Previously, urban growth pattern is described and measured by the pixel-by-pixel comparison of satellite images. The geographic extent, patterns and types of urban growth are derived from satellite images separated in time. However, the pixel-by-pixel comparison approach suffers from several drawbacks. Firstly, slight error in image geo-reference can cause false detection of changes. Secondly, it's difficult to recognize and correct artifact changes induced by data noise and data processing errors. Thirdly, only limited information can be derived. In this paper, we present a new objectbased method to describe and quantify urban growth patterns. The different types of land cover are classified from sequential satellite images as urban objects. The geometric and shape attributes of objects and the spatial relationship between them are employed to identify the different types of urban growth pattern. The algorithms involved in the object-based method are implemented by using C++ programming language and the software user interface is developed by using ArcObjects and VB.Net. A simulated example is given to demonstrate the utility and effectiveness of this new method.

Paper Details

Date Published: 30 August 2008
PDF: 11 pages
Proc.

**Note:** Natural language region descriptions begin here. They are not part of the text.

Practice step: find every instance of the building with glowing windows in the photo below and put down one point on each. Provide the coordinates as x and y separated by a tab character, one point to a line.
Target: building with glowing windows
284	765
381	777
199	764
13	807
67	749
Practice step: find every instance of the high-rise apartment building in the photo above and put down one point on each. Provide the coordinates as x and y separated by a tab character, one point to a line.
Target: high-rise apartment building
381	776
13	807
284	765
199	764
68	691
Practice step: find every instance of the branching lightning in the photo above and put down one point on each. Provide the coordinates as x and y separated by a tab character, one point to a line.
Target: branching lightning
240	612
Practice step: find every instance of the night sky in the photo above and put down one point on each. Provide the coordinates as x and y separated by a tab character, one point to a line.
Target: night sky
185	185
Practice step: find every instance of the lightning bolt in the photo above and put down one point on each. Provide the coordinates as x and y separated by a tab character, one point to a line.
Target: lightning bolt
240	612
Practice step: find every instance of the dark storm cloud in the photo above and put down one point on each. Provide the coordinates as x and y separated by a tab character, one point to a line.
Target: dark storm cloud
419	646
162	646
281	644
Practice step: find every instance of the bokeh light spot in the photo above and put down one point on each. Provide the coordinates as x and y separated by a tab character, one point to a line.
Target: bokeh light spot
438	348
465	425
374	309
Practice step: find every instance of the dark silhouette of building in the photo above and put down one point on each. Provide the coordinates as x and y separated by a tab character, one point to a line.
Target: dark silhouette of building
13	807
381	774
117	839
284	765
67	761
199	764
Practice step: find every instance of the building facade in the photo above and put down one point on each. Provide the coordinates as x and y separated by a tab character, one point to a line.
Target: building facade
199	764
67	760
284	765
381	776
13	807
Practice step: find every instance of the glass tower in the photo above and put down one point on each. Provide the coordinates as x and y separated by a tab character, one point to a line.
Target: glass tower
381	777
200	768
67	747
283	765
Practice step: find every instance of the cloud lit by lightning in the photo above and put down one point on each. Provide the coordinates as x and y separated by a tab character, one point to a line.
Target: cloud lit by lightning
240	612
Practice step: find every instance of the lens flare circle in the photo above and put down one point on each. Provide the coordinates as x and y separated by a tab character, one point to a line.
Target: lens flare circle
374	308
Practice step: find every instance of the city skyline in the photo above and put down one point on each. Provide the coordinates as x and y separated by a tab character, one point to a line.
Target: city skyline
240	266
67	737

SPIE 7083, Remote Sensing and Modeling of Ecosystems for Sustainability V, 708305 (30 August 2008); doi: 10.1117/12.793369
Show Author Affiliations
Bailang Yu, East China Normal Univ. (China)
Texas A&M Univ. (United States)
Hongxing Liu, Texas A&M Univ. (United States)
Yige Gao, Texas A&M Univ. (United States)
Jianping Wu, East China Normal Univ. (China)

Published in SPIE Proceedings Vol. 7083:
Remote Sensing and Modeling of Ecosystems for Sustainability V
Wei Gao; Hao Wang, Editor(s)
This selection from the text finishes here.